Article 58A5S Humans reached Saudi Arabia at least 120,000 years ago

Humans reached Saudi Arabia at least 120,000 years ago

by
Kiona N. Smith
from Ars Technica - All content on (#58A5S)
footprint-800x369.png

Enlarge (credit: Stewart et al. 2020)

About 120,000 years ago, two or three people walked along the shore of a shallow lake in what is now northern Saudi Arabia. They left behind at least seven footprints in the mud, and today those tracks are the oldest known evidence of our species' presence in Arabia.

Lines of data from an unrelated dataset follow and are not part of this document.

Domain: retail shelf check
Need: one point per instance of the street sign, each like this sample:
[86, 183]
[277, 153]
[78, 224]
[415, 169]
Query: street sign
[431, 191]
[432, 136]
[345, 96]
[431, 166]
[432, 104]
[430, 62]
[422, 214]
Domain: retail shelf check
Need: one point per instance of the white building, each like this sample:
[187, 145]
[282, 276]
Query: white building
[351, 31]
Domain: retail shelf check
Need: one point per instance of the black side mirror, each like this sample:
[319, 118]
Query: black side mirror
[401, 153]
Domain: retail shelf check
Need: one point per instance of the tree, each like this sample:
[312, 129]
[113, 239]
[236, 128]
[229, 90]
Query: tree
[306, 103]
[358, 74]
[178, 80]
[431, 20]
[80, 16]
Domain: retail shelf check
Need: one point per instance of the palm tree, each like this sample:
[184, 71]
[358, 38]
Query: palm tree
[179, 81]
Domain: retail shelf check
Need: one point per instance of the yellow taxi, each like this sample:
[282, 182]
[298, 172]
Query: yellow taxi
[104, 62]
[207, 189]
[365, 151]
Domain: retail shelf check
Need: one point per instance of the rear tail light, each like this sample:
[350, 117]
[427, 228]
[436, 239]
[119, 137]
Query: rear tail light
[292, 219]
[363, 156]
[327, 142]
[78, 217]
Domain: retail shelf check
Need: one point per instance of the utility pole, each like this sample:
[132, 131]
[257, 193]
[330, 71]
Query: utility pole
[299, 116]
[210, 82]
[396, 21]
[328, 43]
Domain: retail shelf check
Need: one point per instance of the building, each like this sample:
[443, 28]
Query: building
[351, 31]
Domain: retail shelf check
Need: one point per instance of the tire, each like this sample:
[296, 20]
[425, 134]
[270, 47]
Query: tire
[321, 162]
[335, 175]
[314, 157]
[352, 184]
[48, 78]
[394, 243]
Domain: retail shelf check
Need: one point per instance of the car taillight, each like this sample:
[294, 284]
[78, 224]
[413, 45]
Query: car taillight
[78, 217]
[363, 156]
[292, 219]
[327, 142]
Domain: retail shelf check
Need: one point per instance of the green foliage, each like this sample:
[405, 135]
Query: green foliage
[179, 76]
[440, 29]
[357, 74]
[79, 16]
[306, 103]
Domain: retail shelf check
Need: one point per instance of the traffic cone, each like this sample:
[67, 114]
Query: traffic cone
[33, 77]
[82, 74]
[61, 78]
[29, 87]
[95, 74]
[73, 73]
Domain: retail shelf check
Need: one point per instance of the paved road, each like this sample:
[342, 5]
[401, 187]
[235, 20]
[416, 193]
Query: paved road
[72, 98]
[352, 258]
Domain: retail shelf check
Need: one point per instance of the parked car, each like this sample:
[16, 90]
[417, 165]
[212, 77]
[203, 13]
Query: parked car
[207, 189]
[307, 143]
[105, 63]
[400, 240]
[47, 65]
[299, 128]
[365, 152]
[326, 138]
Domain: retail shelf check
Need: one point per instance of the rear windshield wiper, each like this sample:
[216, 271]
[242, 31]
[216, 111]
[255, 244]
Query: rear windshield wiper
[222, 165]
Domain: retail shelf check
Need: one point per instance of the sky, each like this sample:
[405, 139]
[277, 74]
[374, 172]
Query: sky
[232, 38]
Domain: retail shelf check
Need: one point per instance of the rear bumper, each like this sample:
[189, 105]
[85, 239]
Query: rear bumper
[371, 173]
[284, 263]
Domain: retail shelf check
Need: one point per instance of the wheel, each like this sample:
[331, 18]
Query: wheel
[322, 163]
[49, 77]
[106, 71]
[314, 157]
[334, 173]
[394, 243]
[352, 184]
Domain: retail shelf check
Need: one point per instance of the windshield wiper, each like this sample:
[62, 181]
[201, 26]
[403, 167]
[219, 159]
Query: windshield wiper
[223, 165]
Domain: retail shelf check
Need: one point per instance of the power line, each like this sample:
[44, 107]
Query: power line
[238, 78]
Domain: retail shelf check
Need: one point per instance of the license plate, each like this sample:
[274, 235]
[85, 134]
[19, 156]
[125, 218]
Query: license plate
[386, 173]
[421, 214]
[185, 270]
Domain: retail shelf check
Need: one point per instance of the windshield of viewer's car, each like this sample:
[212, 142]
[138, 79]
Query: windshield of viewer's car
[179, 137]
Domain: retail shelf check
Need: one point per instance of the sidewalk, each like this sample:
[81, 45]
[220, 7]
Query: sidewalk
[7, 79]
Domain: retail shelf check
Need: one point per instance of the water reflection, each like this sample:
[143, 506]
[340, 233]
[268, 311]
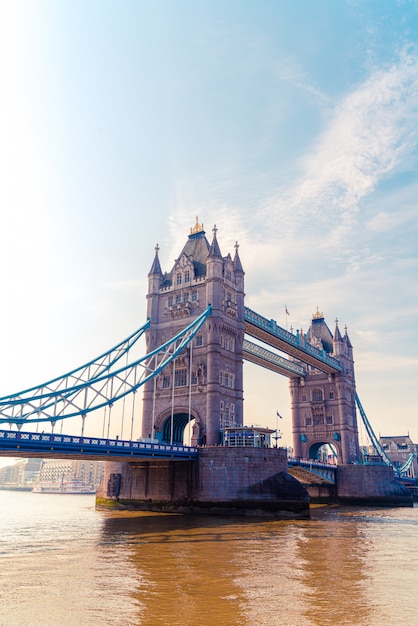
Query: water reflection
[207, 570]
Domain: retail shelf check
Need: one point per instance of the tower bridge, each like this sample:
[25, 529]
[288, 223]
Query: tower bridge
[197, 335]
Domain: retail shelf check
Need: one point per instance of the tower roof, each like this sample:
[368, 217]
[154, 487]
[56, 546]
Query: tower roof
[320, 331]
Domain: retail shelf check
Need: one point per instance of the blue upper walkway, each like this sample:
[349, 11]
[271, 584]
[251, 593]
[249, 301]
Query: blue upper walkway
[296, 346]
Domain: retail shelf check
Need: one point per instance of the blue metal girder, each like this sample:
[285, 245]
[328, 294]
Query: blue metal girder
[45, 405]
[271, 333]
[323, 470]
[26, 444]
[274, 362]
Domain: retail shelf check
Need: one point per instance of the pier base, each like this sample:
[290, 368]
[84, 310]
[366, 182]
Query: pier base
[371, 485]
[223, 481]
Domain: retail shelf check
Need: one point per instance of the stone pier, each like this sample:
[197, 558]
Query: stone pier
[223, 481]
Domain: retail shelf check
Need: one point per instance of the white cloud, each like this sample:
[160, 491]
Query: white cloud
[371, 130]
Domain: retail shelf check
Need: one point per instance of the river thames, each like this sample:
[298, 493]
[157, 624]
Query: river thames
[65, 564]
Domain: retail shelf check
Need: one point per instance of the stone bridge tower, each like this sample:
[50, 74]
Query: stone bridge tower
[208, 392]
[323, 405]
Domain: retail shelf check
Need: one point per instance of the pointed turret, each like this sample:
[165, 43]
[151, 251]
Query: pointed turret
[214, 249]
[237, 261]
[337, 340]
[156, 267]
[337, 334]
[214, 271]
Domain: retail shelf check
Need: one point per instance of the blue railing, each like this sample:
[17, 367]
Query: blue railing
[14, 442]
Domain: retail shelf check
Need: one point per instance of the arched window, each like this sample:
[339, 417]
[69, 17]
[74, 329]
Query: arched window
[317, 395]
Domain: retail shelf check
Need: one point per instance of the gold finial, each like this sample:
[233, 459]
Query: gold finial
[317, 315]
[197, 228]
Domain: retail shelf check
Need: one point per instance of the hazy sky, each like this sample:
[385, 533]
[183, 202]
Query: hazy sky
[291, 124]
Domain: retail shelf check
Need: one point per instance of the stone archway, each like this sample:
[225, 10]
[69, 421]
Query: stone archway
[180, 421]
[318, 451]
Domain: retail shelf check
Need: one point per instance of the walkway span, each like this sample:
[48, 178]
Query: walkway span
[296, 346]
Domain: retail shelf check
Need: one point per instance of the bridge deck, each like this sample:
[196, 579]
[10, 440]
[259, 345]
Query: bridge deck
[40, 445]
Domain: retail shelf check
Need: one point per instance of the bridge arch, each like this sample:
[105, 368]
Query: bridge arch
[180, 420]
[314, 449]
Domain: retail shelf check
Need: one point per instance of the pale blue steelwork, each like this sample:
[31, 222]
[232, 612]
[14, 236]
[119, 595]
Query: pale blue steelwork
[51, 445]
[93, 394]
[271, 327]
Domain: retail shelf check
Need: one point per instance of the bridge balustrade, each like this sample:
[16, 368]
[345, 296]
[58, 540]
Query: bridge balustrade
[40, 442]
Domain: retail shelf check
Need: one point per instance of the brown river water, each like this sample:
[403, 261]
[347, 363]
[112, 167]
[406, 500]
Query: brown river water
[62, 563]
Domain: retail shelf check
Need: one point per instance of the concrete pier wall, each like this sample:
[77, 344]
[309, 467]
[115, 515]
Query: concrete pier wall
[230, 481]
[371, 485]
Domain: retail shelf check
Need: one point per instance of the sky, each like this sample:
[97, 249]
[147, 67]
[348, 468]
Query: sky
[291, 125]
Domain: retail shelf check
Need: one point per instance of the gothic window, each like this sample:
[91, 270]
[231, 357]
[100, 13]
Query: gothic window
[226, 379]
[180, 379]
[166, 382]
[317, 395]
[228, 343]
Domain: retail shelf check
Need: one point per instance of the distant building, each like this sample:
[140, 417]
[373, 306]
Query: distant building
[21, 474]
[90, 472]
[24, 473]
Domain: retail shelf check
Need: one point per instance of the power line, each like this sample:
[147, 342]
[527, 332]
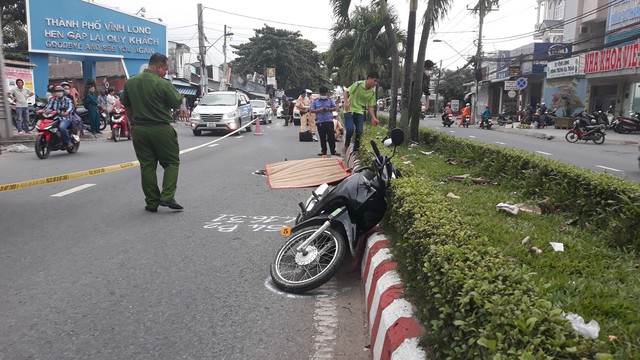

A Pleistocene walk by the lake

Imagine that you're a hunter-gatherer about 120,000 years ago, and you're walking out of eastern Africa into Eurasia. Paleoanthropologists are still debating exactly why you've decided to do such a thing, and you almost certainly don't have a destination in mind, but for now we'll take it for granted that you just want to take a really, really long walk. Almost inevitably, you'll come to the Levant, on the eastern end of the Mediterranean. From that important geographical crossroads, you've got some options: you could head north through Syria and Turkey, then veer east into Asia or west into Europe. You could also strike out east, across the northern end of the Arabian Peninsula.

That was a better option then than it sounds now. Off and on during the Pleistocene, the Arabian Peninsula had a wetter climate than it does today. Evidence from ancient sediments, pollen, and animal fossils all suggest that today's deserts were once grasslands and woods, crossed by rivers and dotted with lakes like the one at Alathar in the western Nefud Desert.